Japan's Economy Grows at 10 Percent a Year for Two Decades

A defeated, occupied country becomes one of the world's largest industrial economies inside a single generation

On the timeline · around 1955-1973 CE · Postwar and Contemporary JapanMeiji Japan and the Age of EmpirePostwar and Contemporary JapanJapan's Economy Grows at 10 Percent a Year for Two Decades193019401950196019701980

Quick facts

Growth period
c. 1955-1973
Peak annual growth rate
c. 10 percent
OECD membership
1964
GDP vs. US/UK by 1973
95% of Britain's, 69% of the United States'

What happened

From the mid-1950s until the oil shocks of the early 1970s, Stanford's SPICE program notes, "the Japanese economic pie grew at an annual rate of ten percent from the mid-1950s until the Arab oil shocks of the early 70s." Nippon.com's analysis puts the earlier recovery period (1945-1956) at 7.1 percent annual per-capita GDP growth.
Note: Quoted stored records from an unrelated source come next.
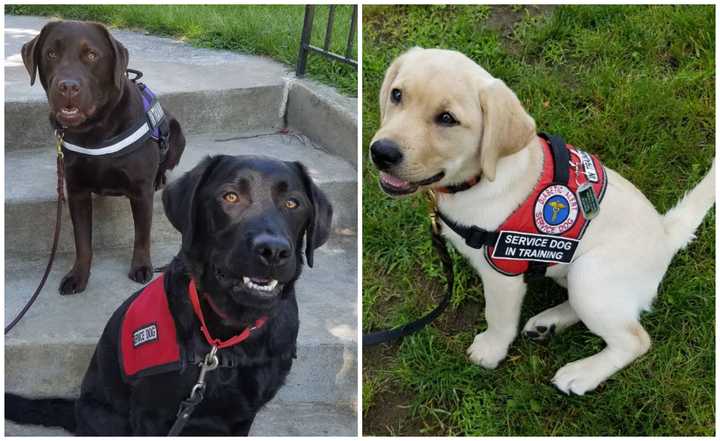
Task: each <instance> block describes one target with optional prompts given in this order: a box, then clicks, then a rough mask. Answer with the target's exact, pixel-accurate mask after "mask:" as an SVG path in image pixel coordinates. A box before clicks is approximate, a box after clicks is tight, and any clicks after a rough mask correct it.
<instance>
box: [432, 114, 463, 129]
mask: <svg viewBox="0 0 720 441" xmlns="http://www.w3.org/2000/svg"><path fill="white" fill-rule="evenodd" d="M437 122H438V123H439V124H442V125H444V126H454V125H457V124H460V123H459V122H458V121H457V120H456V119H455V118H454V117H453V116H452V115H451V114H450V113H448V112H443V113H441V114H440V115H438V117H437Z"/></svg>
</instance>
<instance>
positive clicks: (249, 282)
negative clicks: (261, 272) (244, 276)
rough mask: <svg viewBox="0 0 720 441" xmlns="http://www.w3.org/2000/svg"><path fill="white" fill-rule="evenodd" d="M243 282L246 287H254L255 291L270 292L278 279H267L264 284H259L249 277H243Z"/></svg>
mask: <svg viewBox="0 0 720 441" xmlns="http://www.w3.org/2000/svg"><path fill="white" fill-rule="evenodd" d="M243 283H244V284H245V286H247V287H248V288H250V289H254V290H256V291H264V292H270V291H272V290H273V289H275V287H276V286H277V284H278V281H277V280H270V281H269V282H268V283H266V284H263V285H259V284H257V283H255V282H253V281H252V279H251V278H250V277H243Z"/></svg>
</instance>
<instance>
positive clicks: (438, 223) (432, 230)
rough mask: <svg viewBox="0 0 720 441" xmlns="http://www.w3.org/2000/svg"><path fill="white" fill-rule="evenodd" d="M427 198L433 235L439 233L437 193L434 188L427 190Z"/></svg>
mask: <svg viewBox="0 0 720 441" xmlns="http://www.w3.org/2000/svg"><path fill="white" fill-rule="evenodd" d="M427 198H428V216H429V217H430V225H431V226H432V232H433V234H434V235H436V236H437V235H439V234H440V224H439V223H438V220H437V218H438V209H437V194H436V193H435V191H434V190H428V191H427Z"/></svg>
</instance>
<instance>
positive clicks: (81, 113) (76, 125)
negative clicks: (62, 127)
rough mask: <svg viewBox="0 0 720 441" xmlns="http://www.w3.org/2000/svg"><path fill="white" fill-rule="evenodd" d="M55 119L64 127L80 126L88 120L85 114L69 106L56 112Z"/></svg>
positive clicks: (71, 106)
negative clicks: (86, 120)
mask: <svg viewBox="0 0 720 441" xmlns="http://www.w3.org/2000/svg"><path fill="white" fill-rule="evenodd" d="M55 118H57V120H58V122H59V123H60V124H62V125H63V126H64V127H75V126H78V125H80V124H82V123H83V121H85V119H87V118H86V116H85V114H84V113H83V112H81V111H80V109H79V108H77V107H75V106H73V105H67V106H65V107H63V108H61V109H60V110H59V111H57V112H55Z"/></svg>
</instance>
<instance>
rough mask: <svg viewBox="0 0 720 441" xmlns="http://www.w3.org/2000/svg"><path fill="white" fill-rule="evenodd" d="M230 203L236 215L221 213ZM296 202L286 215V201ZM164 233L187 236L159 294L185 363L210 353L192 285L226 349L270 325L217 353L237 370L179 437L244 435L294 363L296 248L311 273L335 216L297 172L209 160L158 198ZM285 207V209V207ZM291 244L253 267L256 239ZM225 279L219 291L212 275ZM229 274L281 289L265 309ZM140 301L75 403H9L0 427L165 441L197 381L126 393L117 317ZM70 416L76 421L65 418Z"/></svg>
mask: <svg viewBox="0 0 720 441" xmlns="http://www.w3.org/2000/svg"><path fill="white" fill-rule="evenodd" d="M227 192H236V193H237V194H238V195H239V196H240V199H242V200H245V202H243V203H242V205H243V206H241V207H236V206H235V205H237V204H231V205H232V206H228V204H227V203H225V202H223V199H222V198H223V194H226V193H227ZM289 198H292V200H293V201H294V202H297V206H296V207H295V208H292V209H289V208H287V206H286V205H285V203H286V201H287V200H288V199H289ZM163 202H164V205H165V210H166V213H167V215H168V218H169V219H170V221H171V222H172V223H173V225H175V226H176V227H177V228H178V229H179V230H180V231H181V232H182V249H181V252H180V254H179V256H178V257H176V258H175V259H174V260H173V261H172V263H171V264H170V266H169V267H168V269H167V271H166V273H165V289H166V292H167V295H168V302H169V306H170V310H171V313H172V315H173V317H174V319H175V323H176V331H177V334H178V341H179V342H180V345H181V346H182V348H183V351H187V352H188V353H194V354H199V355H203V354H206V353H207V352H208V351H209V346H208V344H207V343H206V342H205V340H204V338H203V336H202V335H201V332H200V329H199V322H198V320H197V318H196V317H195V315H194V313H193V311H192V307H191V304H190V301H189V299H188V296H187V288H188V282H189V280H190V274H192V275H193V278H194V279H195V280H196V281H197V282H198V285H199V290H198V291H199V292H202V293H209V296H211V297H212V301H213V303H214V304H215V305H217V306H218V307H220V308H221V309H222V311H223V312H224V314H225V315H227V316H229V318H227V317H226V318H221V317H220V316H219V315H218V314H215V311H214V310H213V309H212V307H210V306H209V305H208V303H207V301H206V300H205V301H203V300H201V305H202V308H203V311H204V314H205V317H206V320H207V321H208V327H209V328H210V331H211V333H212V334H213V336H214V337H216V338H222V339H225V338H228V337H230V336H231V335H234V334H237V333H238V330H240V329H242V328H244V327H245V326H247V325H248V324H251V323H253V322H254V320H255V319H257V318H258V317H259V316H261V315H265V316H267V317H268V321H267V322H266V324H265V325H264V326H263V327H262V328H260V329H259V330H257V331H256V332H255V333H253V335H252V336H251V337H250V338H249V339H248V340H246V341H244V342H243V343H241V344H240V345H237V346H234V347H231V348H227V349H223V350H220V351H219V354H220V357H221V358H222V357H231V358H233V360H234V361H235V363H236V364H237V365H238V366H236V367H220V368H218V369H217V370H215V371H212V372H210V373H209V374H208V377H207V382H208V387H207V392H206V394H205V400H204V401H203V402H202V403H201V404H200V406H198V408H197V410H196V411H195V413H194V414H193V416H192V417H191V418H190V421H189V423H188V425H187V426H186V429H185V430H184V431H183V433H182V434H183V435H211V434H214V435H247V433H248V431H249V430H250V427H251V425H252V422H253V419H254V418H255V414H256V413H257V412H258V410H259V409H260V408H261V407H262V406H263V405H264V404H265V403H266V402H267V401H268V400H270V399H271V398H272V397H273V396H274V395H275V394H276V392H277V391H278V389H279V388H280V387H281V386H282V384H283V382H284V380H285V377H286V376H287V374H288V372H289V370H290V367H291V366H292V359H293V358H294V356H295V350H296V338H297V333H298V326H299V321H298V308H297V301H296V298H295V291H294V283H295V281H296V280H297V278H298V277H299V276H300V271H301V267H302V254H303V247H302V245H303V241H305V245H306V246H305V249H304V250H305V255H306V258H307V260H308V263H311V261H312V255H313V251H314V250H315V249H316V248H317V247H319V246H320V245H322V244H323V243H324V242H325V241H326V240H327V238H328V235H329V228H330V223H331V218H332V208H331V206H330V204H329V202H328V201H327V199H326V197H325V196H324V195H323V193H322V192H321V191H320V190H319V189H318V188H317V187H316V186H315V184H313V183H312V180H311V179H310V178H309V177H308V175H307V173H306V171H305V169H304V168H303V167H302V165H300V164H299V163H287V162H280V161H272V160H267V159H263V158H257V157H230V156H218V157H213V158H207V159H205V160H204V161H203V162H202V163H201V164H200V165H198V166H197V167H195V169H193V170H192V171H190V172H189V173H187V174H186V175H185V176H183V177H182V178H180V179H179V180H178V181H176V182H174V183H173V184H171V185H170V186H169V187H168V188H167V189H166V190H165V193H164V194H163ZM291 205H292V204H291ZM265 235H269V236H271V237H274V238H275V239H277V240H283V239H288V243H290V250H291V251H292V258H291V259H289V260H288V261H287V262H285V263H283V264H281V265H267V264H265V261H264V260H262V259H261V258H259V257H257V256H253V255H252V249H253V247H252V246H251V245H249V244H251V243H253V240H254V239H257V238H258V237H265ZM219 266H222V267H223V273H224V276H223V280H218V277H217V273H216V271H213V269H214V268H215V267H219ZM228 274H233V275H235V276H237V277H240V276H242V275H251V276H263V277H268V278H275V279H277V280H278V281H280V282H281V283H282V288H281V290H280V292H279V293H278V294H277V295H276V296H274V297H273V298H271V299H267V298H264V297H257V296H254V295H251V294H250V293H248V292H245V291H243V290H242V289H240V290H238V288H237V286H235V288H234V289H233V288H231V289H228V288H227V287H226V286H224V285H225V284H227V278H228V277H230V276H228ZM136 295H137V294H135V295H133V296H132V297H131V298H130V299H128V300H127V301H125V303H124V304H123V305H122V306H121V307H120V308H118V310H116V311H115V313H114V314H113V316H112V317H111V318H110V320H109V322H108V324H107V326H106V328H105V330H104V332H103V335H102V337H101V338H100V341H99V343H98V345H97V348H96V350H95V354H94V355H93V358H92V360H91V362H90V366H89V368H88V371H87V373H86V374H85V378H84V380H83V383H82V389H81V395H80V397H79V399H78V400H77V401H75V402H73V401H72V400H28V399H26V398H22V397H19V396H17V395H12V394H6V401H5V404H6V417H7V418H8V419H10V420H13V421H17V422H21V423H26V424H43V425H56V426H63V427H65V428H66V429H67V430H71V431H73V432H75V433H77V434H82V435H131V434H132V435H165V434H167V432H168V431H169V430H170V427H171V426H172V424H173V422H174V421H175V417H176V413H177V410H178V406H179V403H180V401H181V400H183V399H185V398H187V396H188V395H189V393H190V390H191V388H192V386H193V385H194V383H195V381H196V380H197V377H198V374H199V367H197V366H196V365H191V364H186V365H185V366H184V367H183V369H182V370H181V371H180V372H172V373H165V374H157V375H151V376H147V377H142V378H140V379H138V380H135V381H126V380H124V379H123V376H122V373H121V365H120V361H119V360H118V344H119V342H118V336H119V330H120V326H121V323H122V317H123V315H124V313H125V311H126V309H127V308H128V306H129V305H130V303H131V302H132V300H133V299H134V298H135V296H136ZM73 405H74V406H75V418H74V420H73V419H72V418H68V417H67V416H68V415H69V410H68V409H69V408H70V407H71V406H73Z"/></svg>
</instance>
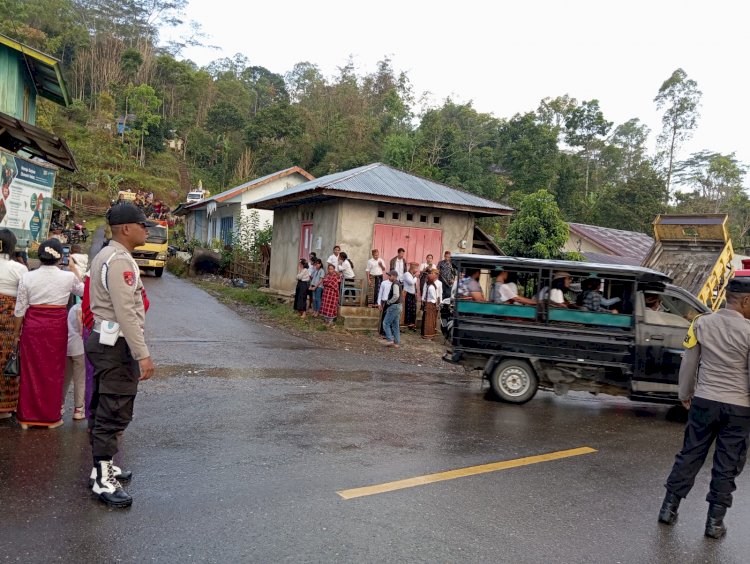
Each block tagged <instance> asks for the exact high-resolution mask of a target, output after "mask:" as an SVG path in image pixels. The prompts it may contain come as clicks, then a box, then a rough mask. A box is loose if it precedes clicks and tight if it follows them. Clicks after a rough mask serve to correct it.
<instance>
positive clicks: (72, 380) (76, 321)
mask: <svg viewBox="0 0 750 564" xmlns="http://www.w3.org/2000/svg"><path fill="white" fill-rule="evenodd" d="M83 354H84V353H83V323H82V322H81V304H76V305H74V306H73V307H72V308H70V311H68V357H67V361H66V363H65V381H64V383H63V397H62V406H63V407H62V409H63V410H65V396H67V395H68V390H69V389H70V383H71V381H72V382H73V419H74V420H75V421H78V420H80V419H86V413H85V411H84V402H85V401H86V363H85V361H84V356H83Z"/></svg>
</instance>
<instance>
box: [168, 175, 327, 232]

Government economic planning helped drive it, with the state helping "determine what is produced" and allocate capital through control of the financial system, while a highly educated workforce and high domestic savings rates funded rapid industrial investment. Exports were not the initial engine, substantial export growth did not begin until the 1960s, but once underway they reinforced an economy already growing on the strength of heavy industry and a fast-expanding middle class.

Why it matters

By 1973, the last year of what economists call Japan's "rapid-growth era," Japan's per-capita GDP had risen to 95 percent of Britain's and 69 percent of the United States', a rapid convergence with the world's most advanced economies within a single generation of total wartime defeat. This growth funded Japan's emergence as the world's second-largest economy and set expectations that would make the country's subsequent stagnation, after the bubble burst in 1991, feel especially dramatic by comparison.

How we know

Japan's postwar growth rates are documented through national GDP statistics tracked by Japanese government agencies and cross-referenced by international bodies including the OECD, which Japan joined in 1964.